From a total of 1263 archaeal and bacterial genomes in which CRISPR-Cas cassettes are fully annotated [2], 381 genomes encoded 512 distinct Type III genetic modules which were surveyed for accessory genes (Table 1). Selecting five genes immediately upstream and downstream from each module yielded a total of 4467 genes. This number was less than the theoretical total of 5120 genes because neighbouring adaptation modules, Type I interference modules and cas6 genes were omitted from the analysis. All the encoded protein sequences were aligned with one another and a custom similarity metric [1] was calculated and used for Markov clustering (MCL) [28]. This yielded 231 gene clusters each with more than three members. Cas association scores were calculated for each gene cluster using information about Type III coevolution, Type III subtype specificity, and host genome self-similarity. Gene clusters with low Cas association scores were considered spurious and disregarded. The Cas association score ranged from 100 to −100 corresponding to a strong through weak Type III association, and a cut off of 24 was set by comparing the results to the manually curated accessory gene families obtained in the previous archaeal genome study [1]. Thereafter, 76 of the 231 Type III-associated gene clusters were considered strongly associated; the remainder were discarded.

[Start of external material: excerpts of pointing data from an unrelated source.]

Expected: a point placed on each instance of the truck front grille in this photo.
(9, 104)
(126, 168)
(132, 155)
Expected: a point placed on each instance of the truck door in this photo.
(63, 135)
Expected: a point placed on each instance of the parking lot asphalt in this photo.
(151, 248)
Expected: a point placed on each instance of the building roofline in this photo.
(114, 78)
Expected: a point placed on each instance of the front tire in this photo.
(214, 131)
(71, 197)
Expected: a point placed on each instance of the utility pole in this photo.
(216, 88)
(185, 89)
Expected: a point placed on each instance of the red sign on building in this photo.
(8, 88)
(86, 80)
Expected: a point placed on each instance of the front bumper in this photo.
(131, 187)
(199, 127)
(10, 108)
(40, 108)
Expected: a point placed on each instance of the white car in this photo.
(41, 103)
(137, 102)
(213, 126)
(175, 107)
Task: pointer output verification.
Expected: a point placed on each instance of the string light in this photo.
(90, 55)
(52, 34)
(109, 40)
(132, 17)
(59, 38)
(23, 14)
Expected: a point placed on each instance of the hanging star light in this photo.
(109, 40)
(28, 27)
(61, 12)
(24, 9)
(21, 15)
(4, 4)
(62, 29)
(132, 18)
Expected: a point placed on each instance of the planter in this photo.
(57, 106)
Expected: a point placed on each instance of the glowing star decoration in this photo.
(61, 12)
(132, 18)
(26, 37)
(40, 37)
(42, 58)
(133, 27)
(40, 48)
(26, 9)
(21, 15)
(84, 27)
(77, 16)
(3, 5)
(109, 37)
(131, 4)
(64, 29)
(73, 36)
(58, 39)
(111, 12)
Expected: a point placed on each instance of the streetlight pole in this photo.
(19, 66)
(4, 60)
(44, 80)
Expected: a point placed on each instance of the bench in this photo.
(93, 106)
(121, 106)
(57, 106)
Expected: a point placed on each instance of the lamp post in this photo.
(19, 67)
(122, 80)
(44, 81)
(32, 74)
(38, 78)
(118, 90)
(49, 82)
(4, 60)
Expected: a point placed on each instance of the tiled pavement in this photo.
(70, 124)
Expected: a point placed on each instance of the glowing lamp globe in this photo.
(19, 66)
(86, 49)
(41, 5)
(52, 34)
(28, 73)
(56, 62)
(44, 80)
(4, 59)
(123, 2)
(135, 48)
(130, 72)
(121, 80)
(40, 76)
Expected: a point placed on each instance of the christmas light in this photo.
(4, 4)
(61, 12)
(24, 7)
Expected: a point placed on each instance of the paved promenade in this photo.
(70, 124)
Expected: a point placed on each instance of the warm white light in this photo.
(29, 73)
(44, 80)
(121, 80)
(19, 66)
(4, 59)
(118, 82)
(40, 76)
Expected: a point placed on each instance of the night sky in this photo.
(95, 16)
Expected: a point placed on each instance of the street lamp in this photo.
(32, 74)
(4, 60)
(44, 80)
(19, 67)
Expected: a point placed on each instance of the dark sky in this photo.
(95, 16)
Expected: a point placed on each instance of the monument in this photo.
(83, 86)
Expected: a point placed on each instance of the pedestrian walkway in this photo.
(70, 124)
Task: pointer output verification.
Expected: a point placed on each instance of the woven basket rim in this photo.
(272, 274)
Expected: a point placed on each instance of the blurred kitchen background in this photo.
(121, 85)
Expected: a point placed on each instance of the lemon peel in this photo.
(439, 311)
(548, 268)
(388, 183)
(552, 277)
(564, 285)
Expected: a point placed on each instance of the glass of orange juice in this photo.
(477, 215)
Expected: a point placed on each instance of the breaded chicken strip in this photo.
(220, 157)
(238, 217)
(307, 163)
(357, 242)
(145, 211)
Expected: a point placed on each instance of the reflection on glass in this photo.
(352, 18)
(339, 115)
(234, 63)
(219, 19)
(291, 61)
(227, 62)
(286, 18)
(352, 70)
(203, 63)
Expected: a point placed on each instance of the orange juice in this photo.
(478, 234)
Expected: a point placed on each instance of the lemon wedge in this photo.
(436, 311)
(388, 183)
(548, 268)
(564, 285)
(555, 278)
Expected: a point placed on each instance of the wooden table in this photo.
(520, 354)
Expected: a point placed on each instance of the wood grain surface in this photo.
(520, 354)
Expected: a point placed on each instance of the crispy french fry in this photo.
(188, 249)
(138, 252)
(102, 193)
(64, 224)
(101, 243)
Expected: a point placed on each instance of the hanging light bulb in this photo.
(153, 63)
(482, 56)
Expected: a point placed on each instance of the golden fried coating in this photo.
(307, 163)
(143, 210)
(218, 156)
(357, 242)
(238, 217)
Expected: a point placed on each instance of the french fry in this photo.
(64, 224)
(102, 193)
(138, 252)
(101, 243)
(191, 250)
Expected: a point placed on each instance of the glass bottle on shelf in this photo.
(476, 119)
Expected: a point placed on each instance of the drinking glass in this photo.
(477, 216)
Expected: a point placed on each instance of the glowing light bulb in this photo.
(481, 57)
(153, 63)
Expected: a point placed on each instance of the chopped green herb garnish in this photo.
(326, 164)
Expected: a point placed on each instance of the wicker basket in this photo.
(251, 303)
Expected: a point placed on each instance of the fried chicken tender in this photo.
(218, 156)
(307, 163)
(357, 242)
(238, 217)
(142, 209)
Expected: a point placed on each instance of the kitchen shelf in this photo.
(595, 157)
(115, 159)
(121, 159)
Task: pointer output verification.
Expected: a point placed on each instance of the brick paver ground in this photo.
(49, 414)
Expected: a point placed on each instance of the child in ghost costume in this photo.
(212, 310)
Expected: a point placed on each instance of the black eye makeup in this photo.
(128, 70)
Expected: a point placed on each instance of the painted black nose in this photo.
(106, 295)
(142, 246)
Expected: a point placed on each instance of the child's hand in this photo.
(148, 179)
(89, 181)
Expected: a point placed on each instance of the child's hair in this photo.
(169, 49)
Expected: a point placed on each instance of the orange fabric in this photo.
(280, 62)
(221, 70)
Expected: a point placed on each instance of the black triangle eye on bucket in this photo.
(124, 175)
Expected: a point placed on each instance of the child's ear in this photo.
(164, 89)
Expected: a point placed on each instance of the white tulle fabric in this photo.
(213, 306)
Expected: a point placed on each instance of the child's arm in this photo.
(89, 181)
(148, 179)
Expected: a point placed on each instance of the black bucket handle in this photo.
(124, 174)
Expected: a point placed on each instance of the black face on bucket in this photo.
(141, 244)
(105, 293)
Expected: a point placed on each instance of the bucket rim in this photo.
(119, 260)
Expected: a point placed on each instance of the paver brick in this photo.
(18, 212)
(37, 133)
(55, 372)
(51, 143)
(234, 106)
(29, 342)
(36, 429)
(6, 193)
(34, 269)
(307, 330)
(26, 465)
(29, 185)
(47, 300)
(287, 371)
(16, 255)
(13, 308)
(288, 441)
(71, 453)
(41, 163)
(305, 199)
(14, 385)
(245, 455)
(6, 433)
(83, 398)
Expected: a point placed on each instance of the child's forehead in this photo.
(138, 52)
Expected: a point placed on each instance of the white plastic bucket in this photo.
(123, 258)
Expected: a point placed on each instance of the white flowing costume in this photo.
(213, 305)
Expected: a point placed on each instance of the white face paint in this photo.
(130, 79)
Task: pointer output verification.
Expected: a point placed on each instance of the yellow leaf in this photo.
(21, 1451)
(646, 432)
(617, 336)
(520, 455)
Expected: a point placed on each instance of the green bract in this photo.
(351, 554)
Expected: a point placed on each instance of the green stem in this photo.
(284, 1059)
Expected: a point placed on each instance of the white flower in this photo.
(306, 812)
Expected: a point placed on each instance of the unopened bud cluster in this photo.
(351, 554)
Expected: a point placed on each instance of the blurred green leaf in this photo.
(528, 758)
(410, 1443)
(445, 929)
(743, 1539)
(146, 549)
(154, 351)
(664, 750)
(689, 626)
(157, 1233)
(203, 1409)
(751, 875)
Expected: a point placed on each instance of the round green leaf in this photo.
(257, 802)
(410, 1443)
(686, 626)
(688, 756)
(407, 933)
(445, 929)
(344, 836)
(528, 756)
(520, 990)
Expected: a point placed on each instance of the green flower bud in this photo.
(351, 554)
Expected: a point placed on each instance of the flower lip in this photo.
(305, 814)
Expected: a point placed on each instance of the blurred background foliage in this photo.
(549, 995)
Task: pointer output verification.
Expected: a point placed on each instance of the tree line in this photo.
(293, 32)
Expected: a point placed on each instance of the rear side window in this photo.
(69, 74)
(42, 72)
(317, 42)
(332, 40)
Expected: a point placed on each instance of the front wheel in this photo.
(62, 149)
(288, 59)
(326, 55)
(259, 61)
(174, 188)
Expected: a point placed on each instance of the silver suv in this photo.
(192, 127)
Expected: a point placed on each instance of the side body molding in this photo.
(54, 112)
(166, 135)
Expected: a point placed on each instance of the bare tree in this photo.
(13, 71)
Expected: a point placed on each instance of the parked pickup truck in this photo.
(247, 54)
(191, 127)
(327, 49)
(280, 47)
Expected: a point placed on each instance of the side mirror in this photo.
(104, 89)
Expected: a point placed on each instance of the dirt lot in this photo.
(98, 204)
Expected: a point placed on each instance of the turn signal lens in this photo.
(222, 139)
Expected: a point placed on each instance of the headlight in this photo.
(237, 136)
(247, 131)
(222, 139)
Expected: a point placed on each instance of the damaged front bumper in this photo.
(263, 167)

The 76 gene clusters encompassed a total of 982 potential accessory genes distributed across the 512 Type III modules. This translated, on average, to two accessory genes per Type III module, varying from no additional genes to more than the core Type III genes (Figure 1). Properties of the 76 gene families are summarized (Table 2) and a more elaborate version (Table S1) is available online.

Table 1.

	present study		Makarova 2014		Vestergaard 2014
	Ar	Ba	Ar	Ba	Ar
Number of genomes surveyed	217	2534	172	484	159
Number of genomes with CRISPR-Cas systems	131	1131	50	133	124
Number of genomes with Type III systems	78	304	34	114	83
Total number of Type III systems	110	402	61	251	125
Number of genomes with accessory genes	67	262	78	180	76
Total number of putative accessory genes	248	734	190	454	239
Accessory genes found outside cas cassettes	0	0	104	152	0
Accessory genes associated to Type III systems	248	734	61	251	210
Total number of non-CARF accessory genes found	136	369	0	0	135

Figure 1.

Gene maps of example Type III gene cassettes including accessory genes. Core Type III genes are drawn in red with csm/cmr numbers for Type III-A/B modules, and cas numbers for Type III-D modules. cas6 and the adaptation module genes are orange and blue respectively, also with cas gene numbers. Accessory genes are drawn in purple with the gene cluster number indicated.

Table 2.

List of putative accessory gene clusters conserved near Type III genetic modules which passed the Type III association score cut-off (>24). A few gene families with lower scores are also included because they have been confirmed as accessory proteins in earlier studies. For each putative accessory protein family, the cluster id, the size (i.e. number of members per cluster), and the calculated Type III association score are listed. An example (gene-) locus id is also provided for reference. Names are provided for accessory protein families identified in earlier studies [1,10,12], while those identified in the present study are indicated in bold with C3a numbers (Cas type 3 Associated). 39 of 76 putative accessory protein families are newly identified. Commonly associated Type III subtypes are listed for each putative accessory protein family. Unclassified variant subtypes are indicated by ‘III’. Most accessory gene families can function with different Type III subtypes. A predicted function is given in the last column.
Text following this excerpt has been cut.